Today's Papers

Banana Republicans

The New York Times leads with new government figures showing that the number of people in U.S. state prisons fell in the second half of 2000, the first such drop since 1972. The Washington Post stuffs the prison numbers, going instead with the “sizable lead” Republicans have opened up over Democrats in fund raising for the 2002 congressional elections. USA Today leads with a new government report concluding that Medicare doesn’t do a good job of investigating patient complaints and rarely punishes doctors or hospitals found to provide poor care. The report says that Medicare has referred just six medical practitioners for punishment in the past five years. The story notes a big obstacle, still hung up in the courts, to getting the truth out about bad Medicare: Under existing federal law, results of investigations are not released to patients unless the medical personnel involved consent, which they do only 21 percent of the time.

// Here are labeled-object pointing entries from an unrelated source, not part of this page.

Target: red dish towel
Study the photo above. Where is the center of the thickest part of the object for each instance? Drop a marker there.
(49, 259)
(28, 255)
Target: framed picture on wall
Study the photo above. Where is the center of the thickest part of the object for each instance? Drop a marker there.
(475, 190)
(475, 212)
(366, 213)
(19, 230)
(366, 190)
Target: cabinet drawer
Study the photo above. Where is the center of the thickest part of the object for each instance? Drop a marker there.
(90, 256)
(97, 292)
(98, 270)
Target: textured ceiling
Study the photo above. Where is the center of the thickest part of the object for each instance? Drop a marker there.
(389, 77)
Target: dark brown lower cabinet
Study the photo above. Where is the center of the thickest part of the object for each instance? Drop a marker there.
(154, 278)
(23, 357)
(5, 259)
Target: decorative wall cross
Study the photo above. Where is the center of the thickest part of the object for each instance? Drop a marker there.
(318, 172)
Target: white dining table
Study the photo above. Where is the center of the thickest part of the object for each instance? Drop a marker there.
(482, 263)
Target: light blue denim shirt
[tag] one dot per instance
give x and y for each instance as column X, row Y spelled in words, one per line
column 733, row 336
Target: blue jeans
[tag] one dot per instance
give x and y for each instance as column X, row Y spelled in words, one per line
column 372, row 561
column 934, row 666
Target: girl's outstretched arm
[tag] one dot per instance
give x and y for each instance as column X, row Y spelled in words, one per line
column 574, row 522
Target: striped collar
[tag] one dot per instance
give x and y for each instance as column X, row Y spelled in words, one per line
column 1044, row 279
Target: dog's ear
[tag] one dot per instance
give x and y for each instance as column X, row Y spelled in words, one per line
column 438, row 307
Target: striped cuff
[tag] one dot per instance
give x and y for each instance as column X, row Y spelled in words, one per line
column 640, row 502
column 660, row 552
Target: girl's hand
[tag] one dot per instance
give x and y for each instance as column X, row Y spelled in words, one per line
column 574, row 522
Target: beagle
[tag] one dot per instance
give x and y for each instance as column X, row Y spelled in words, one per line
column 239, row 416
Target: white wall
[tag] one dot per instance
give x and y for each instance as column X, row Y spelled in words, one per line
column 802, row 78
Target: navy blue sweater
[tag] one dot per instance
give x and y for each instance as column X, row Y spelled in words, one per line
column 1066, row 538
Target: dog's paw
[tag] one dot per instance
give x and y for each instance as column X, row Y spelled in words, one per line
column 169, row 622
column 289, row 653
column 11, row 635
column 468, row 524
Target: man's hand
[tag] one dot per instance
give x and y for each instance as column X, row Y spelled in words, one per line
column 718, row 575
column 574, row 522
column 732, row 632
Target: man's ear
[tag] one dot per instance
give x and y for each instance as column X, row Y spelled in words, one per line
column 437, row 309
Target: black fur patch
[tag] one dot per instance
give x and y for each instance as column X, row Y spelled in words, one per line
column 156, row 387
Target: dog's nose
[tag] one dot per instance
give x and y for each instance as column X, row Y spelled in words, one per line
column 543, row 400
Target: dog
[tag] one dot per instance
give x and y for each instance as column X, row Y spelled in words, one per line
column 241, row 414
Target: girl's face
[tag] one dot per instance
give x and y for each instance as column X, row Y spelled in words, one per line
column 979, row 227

The NYT lead says that in the latter half of 2000, the U.S. state convict population dropped by 6,200, but that this time slice is too short to constitute a trend, adding that for the whole of last year, the total U.S. state and federal prison count was up 1.3 percent, albeit that’s still well below the 1990s average annual growth of 6 percent. But the paper says that if this becomes a trend, non-corrections areas of state budgets could benefit, while private prison companies and their investors could suffer. The paper says experts attribute the drop to the continuing crime decline, more widespread use of treatment instead of prison for drug offenders, and more parole officers willing not to send their clients back to prison for small stuff.

The NYT briefly mentions the report’s tabulation of U.S. prison demographics: Among the 1.3 million people in state and federal prisons are 428,000 black men between 20-29 years old, or 9.7 percent of the total number of black men in that age group. The paper notes that compares with 2.9 percent of Hispanic men and 1.1 percent of non-Hispanic white men of the same age being behind bars. The paper doesn’t mention the total number of convicts from each of these groups in prison–that is, including all ages and both genders. The Post effort doesn’t either. Wonder why.

The WP lead says that in the first half of 2001, the Republican committee raising money for congressional races raised more than twice as much money as its Democrat counterpart–$38 million to $18 million, while the Republican National Committee has raised $48 million in pledges to the Democratic National Committee’s $23 million. The paper says Republicans typically out-fund raise Democrats but that this degree of advantage is noteworthy. As a result, says the Post, the Republicans will almost certainly enter the midterm elections stronger financially than two years ago.

The WP lead illustrates how the Bush presidency has motivated donors by noting that last spring after U.S. and E.U. officials reached a trade agreement allowing American companies greater access to European markets, the CEO of Chiquita Brands International gave $250,000 to a Republican congressional campaign dinner, and his brother gave $200,000. The Post then reminds that such large “soft money” donations would be prohibited under the campaign-finance reform legislation the Senate passed this year but which is lingering in the House.

The WP says that on the Democratic side, Bill Clinton still seems to be a key fund-raiser while for Republicans, White House honchos Karl Rove and Andrew Card have emerged as major draws. The paper finishes up the story quoting a Republican congresswoman’s explanation for this: Donors “like to have a personal sense of who’s in the boat sort of driving things.”

The top story in the Wall Street Journal’s front-page worldwide news box, which is the off-lead at the WP and is reefered at the NYT and USAT: a Palestinian suicide bombing of a sidewalk café in Haifa, Israel, which wounded 20 other people. Everybody but the Journal also has the death Sunday of a young Palestinian girl who got shot by Israeli troops during their West Bank firefight with Palestinians. The Journal quotes an unnamed senior Israeli army officer saying, “Both we and the Palestinians are slipping down a slide toward all-out conflict.”

The NYT fronts a story on the Berlin Wall, which was put up 40 years ago today. The piece focuses on several hobby historians’ struggle against real estate interests and public indifference to save the few remnants of the wall that dot the city today. The story waits quite a while before reporting that the former Communist Party of East Germany, the Party of Democratic Socialism–which (the NYT doesn’t mention) has fielded a candidate who might well get elected mayor this fall–has never apologized for the wall.

Coming Soon: Endangered Species Smackdown. USAT’s “Money” front reports that on Friday, the World Wildlife Fund won a court judgment against the World Wrestling Federation over the use of the initials WWF.